Imagine being a content developer for a website. You write a bunch of clever and informative articles, which should deliver a good dose of new visitors and ranking potential to the site. You submit them to the IT department for publishing online, and wait for good things to happen. But instead, it all falls flat. A look at your web analytics tools reveals that the number of site visitors has not increased over the time your new material was published. Further research reveals that your new content is not even in the search engine indexes! To quote the mighty Fred Willard, “Wha’ happened?” Perhaps some commonly seen site errors prevented your new content from being added to the index.
Just like a house, good web content needs a sturdy, reliable platform on which to reside. What good is a gorgeous, million dollar home if it’s sitting on a foundation of rickety 2x4s? No housing inspector would ever climb into such an unstable house to review it. And when a search engine crawler (aka bot) comes across a website littered with coding errors and serious problems with structure and design, it may, too, abandon its effort to crawl it. If that happens, no matter how good and compelling the content might be, it will never make into the index.
So how do you know if your site is has a rock-solid foundation or is just barely standing up? You need to get into your code. You can use a few good tools to help detect problems, but ultimately you’ll need to understand what the tools are saying when they indicate things are broken so you can fix them. Let’s get into a few of the site errors that are either pretty common or pretty important, and cover what you need to know to avoid their deleterious effects.
Invalid mark-up code
If your page mark-up code is bad, you’re bound to have crawling problems. But you might not know that the problems exist if your testing merely consists of, “How does it look in my PC’s browser?” Modern desktop browsers are pretty adept at munging through what you probably meant to do into a workable, on-screen presentation. They can often deal with code that is footloose and fancy-free when it comes to standards compliance. But the search engine bots are not as flexible as desktop browsers, and code problems can often trip them up and bring the crawling of your site to a halt. In addition to that, mobile device browsers are not likely to be as accommodating with poorly written code as desktop browsers, either. Anything you can do to make your code solid and standards compliant is good, for both your users and the bots.
To see where your code stands, use a good mark-up code validator. Most good development environments will offer either a built-in validator or references to such tools online. A particularly detailed validator is the W3C Markup Validation Service, a free, online HTML validator from the folks who bring you the coding language standards. It doesn’t validate entire websites recursively, just one page at a time, but it is still a very good source for detecting and identifying the issues behind coding errors.

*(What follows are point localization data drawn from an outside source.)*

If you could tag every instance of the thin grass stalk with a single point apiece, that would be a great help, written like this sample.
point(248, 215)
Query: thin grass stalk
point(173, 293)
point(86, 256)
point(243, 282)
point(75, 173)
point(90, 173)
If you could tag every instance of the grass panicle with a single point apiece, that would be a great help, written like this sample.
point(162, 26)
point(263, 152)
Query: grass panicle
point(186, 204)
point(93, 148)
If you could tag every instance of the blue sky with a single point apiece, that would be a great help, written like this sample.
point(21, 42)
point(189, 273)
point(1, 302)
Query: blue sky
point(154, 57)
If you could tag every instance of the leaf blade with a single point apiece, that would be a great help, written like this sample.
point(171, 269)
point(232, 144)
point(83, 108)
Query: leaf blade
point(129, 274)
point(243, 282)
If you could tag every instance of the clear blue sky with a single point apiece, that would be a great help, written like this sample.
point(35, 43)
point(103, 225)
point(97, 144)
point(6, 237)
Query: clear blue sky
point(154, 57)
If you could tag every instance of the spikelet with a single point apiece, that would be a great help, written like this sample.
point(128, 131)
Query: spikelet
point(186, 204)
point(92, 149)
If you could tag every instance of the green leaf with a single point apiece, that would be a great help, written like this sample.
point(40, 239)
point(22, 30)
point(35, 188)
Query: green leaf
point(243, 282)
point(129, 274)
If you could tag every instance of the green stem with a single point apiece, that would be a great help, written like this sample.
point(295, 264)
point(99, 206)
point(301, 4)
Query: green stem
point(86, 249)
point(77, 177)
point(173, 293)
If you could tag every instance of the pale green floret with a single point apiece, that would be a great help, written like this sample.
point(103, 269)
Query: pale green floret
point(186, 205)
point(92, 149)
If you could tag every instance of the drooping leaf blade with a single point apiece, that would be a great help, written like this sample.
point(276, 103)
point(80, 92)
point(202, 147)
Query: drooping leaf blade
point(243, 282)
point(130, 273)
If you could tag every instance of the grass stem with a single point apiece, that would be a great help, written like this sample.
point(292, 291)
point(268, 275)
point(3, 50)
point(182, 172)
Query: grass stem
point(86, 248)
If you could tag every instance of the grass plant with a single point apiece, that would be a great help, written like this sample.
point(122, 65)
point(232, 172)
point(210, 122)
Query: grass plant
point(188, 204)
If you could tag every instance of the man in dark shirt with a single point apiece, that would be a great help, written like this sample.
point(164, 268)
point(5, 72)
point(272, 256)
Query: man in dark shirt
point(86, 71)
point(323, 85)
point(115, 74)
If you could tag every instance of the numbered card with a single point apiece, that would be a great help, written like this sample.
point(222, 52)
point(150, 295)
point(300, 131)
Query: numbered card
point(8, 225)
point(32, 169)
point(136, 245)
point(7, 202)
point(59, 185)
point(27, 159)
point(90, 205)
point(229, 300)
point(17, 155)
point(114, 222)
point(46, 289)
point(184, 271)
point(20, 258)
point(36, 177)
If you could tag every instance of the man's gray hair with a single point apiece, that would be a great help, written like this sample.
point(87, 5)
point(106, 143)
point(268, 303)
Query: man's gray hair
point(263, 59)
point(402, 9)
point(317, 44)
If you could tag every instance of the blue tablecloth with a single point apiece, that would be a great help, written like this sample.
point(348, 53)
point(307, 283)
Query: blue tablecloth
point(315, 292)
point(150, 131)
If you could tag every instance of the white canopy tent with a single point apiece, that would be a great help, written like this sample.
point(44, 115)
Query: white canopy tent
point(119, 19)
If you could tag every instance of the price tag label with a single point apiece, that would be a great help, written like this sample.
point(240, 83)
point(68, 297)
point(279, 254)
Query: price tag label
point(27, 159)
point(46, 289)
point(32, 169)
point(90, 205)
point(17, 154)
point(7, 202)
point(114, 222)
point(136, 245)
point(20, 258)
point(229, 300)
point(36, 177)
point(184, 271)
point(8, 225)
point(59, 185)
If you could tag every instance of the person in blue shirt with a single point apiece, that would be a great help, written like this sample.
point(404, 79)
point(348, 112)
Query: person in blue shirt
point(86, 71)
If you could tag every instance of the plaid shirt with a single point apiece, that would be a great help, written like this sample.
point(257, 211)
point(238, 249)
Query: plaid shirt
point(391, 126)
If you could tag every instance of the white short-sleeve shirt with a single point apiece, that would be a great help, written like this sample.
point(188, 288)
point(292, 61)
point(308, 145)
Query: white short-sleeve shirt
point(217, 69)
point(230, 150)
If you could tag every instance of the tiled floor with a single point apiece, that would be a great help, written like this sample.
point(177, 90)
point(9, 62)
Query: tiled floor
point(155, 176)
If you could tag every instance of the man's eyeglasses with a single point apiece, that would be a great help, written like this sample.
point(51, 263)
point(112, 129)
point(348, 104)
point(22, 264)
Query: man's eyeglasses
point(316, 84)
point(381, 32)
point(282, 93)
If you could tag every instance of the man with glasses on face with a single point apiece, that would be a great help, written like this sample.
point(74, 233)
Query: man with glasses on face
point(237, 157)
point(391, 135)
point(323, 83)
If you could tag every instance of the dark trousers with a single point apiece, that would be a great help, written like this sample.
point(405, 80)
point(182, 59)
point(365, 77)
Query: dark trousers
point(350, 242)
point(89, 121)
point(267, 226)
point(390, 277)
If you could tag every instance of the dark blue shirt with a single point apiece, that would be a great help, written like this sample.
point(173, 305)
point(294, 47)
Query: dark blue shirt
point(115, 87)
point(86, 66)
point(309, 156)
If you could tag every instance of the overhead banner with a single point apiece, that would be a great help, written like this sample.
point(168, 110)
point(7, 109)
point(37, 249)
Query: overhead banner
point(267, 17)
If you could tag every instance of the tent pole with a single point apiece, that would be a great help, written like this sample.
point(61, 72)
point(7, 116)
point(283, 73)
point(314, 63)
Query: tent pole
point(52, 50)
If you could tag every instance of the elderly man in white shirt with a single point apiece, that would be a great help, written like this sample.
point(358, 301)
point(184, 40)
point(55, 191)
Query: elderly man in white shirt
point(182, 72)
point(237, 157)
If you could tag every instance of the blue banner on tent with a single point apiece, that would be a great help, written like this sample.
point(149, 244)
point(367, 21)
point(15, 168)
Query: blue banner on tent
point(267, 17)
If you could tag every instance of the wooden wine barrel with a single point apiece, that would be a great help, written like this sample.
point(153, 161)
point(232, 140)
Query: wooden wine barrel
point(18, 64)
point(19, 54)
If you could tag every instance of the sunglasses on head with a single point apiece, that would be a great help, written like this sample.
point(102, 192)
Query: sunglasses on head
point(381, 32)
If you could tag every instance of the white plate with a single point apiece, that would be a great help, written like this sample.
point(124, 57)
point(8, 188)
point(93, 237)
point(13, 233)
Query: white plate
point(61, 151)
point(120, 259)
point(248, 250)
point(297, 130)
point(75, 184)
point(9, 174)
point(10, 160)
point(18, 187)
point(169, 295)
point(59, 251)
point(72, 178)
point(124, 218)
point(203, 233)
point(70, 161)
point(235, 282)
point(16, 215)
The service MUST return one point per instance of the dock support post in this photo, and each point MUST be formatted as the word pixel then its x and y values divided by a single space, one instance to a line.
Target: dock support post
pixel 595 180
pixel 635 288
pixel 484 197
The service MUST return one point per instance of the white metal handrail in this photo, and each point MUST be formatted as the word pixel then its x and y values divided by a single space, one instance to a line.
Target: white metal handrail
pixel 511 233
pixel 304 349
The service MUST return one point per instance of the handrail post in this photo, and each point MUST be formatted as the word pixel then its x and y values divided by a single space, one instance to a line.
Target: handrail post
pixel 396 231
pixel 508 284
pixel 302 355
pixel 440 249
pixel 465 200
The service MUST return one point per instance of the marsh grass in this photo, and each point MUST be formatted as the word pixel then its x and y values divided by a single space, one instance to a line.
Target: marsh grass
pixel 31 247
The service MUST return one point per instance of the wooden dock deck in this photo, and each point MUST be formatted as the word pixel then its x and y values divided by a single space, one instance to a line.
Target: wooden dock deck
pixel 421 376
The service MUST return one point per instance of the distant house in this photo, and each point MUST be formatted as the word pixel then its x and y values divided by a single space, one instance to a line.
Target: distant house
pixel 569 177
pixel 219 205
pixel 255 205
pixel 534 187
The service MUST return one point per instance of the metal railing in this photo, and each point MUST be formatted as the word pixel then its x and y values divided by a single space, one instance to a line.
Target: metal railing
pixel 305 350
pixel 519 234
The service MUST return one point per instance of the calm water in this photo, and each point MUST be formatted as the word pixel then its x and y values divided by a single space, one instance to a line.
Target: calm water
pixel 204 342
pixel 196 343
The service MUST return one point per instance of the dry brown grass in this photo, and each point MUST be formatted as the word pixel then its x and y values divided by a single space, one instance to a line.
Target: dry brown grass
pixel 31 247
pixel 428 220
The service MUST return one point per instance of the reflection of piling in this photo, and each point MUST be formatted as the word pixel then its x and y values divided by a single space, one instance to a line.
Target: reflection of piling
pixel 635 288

Examine the results of the validator scan. What did it find? Check to see if you have some of these more common coding problems in your pages:
- Does your file contain a document type declaration (DTD) statement? (It’s not absolutely required for early versions of HTML, but you’ll need to have it for XHTML documents.) And remember to use the correct coding practices for which type of document you specify—the requirements for XHTML versus HTML are similar, but not identical.
- Are all of your tags closed properly? All of your paired tags must have corresponding openers and closers. The paragraph tag, <p>, for example, is one whose closing tags is often omitted. And if you are using XHTML, are you closing single (aka empty) tags correctly? Empty tags, like Break, need to include a forward slash before the closing greater-than sign, as in <br />.
- Are your tags written in lower case letters? It’s not required for HTML, but it is for XHTML, so it’s now considered a best practice.
- Are all of the tag attribute values, even numerals, as in <table border=”1″>, enclosed in quotes? While this is not required for earlier versions of HTML, it’s certainly a best practice and is a requirement in XHTML for creating well-formed code.
- Are the tag attributes used in your code valid? HTML has changed over the years, and some attributes have been deprecated with the introductions of the latest specifications of HTML 4.01 and XHTML 1.1. An example of this is <table align=”left”>, where the standards dictate that the newer style attribute should be used now instead of align. If you are unsure, check with a reliable mark-up tag reference, such as the Tag Reference for HTML/XHTML.
- Are you using deprecated tags? Again, changes to the standards have seen some tags become obsolete. For example, the <u></u> tags for underlining text was deprecated in HTML 4.01 and is not supported at all in XHTML using the Strict DTD.
- Are your tags positioned in the right place in your code? For example, <meta> tags can only be used within the <head> tag. Make sure you are placing your tags correctly.
- Are your tags nested correctly? If <tag 1> precedes <tag 2>, </tag 2> must be closed before </tag 1>. Remember this: first opened, last closed.
- Are you using the escape special character & for the ampersand character in your href attribute URL values? Some long, dynamic URLs may include the ampersand character. But to keep your code compliant, replace the ampersand references in URLs with its associated escape character code.
Tip: Test your pages in multiple browsers. One may be far more tolerant than another, and you really need to accommodate the least tolerant browser to allow the highest portion of your site’s visitors to have a good experience.